Achievement test. A measure of knowledge or proficiency. The term is usually applied to an examination on outcomes of school instruction.
Aptitude test. A measure of the ability to profit from additional training or experience, that is, become proficient in a skill or other ability.
Assessment. Appraising the presence or magnitude of one or more personal characteristics. Assessing human behavior and mental processes including such procedures as observations, interviews, rating scales, checklists, inventories, projective techniques, and tests.
Clinical approach. Approach to behavioral prediction and diagnosis in which psychologists or psychiatrists assign their own judgmental weights to the predictor variables and then combine them in a subjective manner to make diagnoses and prognoses.
Cognitive assessment.

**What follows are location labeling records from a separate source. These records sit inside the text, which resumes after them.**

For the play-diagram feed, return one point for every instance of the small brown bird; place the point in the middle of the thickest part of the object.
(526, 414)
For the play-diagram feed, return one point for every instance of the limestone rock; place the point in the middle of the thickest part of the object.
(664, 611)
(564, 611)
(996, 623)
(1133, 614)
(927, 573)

Measure of intellectual processes, such as perception, memory, thinking, judgment, and reasoning.
Diagnostic test. An achievement test composed of a number of areas or skills with the purpose of diagnosing an individual's relative strengths and weaknesses in the areas. Diagnostic tests are available in reading, arithmetic and spelling.
Face validity. A test has face validity if, to test takers and other non-professionals, its tasks or questions appear relevant to the intended decision. The transparency of face valid tests reduce test accuracy.
Neuropsychological assessment. Measurement of cognitive, perceptual and motor performance to determine the locus, extent, and effects of brain damage and malfunction.
Objective tests. A test scored by comparing an examinee's responses to a list of standardized responses, in contrast to subjectively scored tests which are affected by judgment in observing or scoring responses. Examples of objective test items are multiple choice and true-false.
Performance test. A test on which the examinee is required to do something, to execute a skill which may involve the manipulation of actual objects or mental information. This might include reciting strings of digits forwards and backwards, or replicating designs with colored blocks.
Personality assessment. Description and analysis of personality by means of various techniques, including observing, interviewing, and administering checklists, rating scales, personality inventories, and projective techniques.
Projective techniques. A relatively unstructured personality assessment technique in which the person responds to materials such as inkblots, ambiguous pictures, incomplete sentences, and other materials by telling what she or he perceives, making up stories, or constructing and arranging sentences and objects. Theoretically, because the material is fairly unstructured, the structure imposed on it by the examinee represents a projection of his or her own personality characteristics (needs, conflicts, sources of anxiety, etc.)
Psychometrics. Theory and research pertaining to the measurement of psychological (cognitive and affective) characteristics.
Test. A systematic procedure for observing and measuring behavior and describing it on numerical scale, or in terms of categories.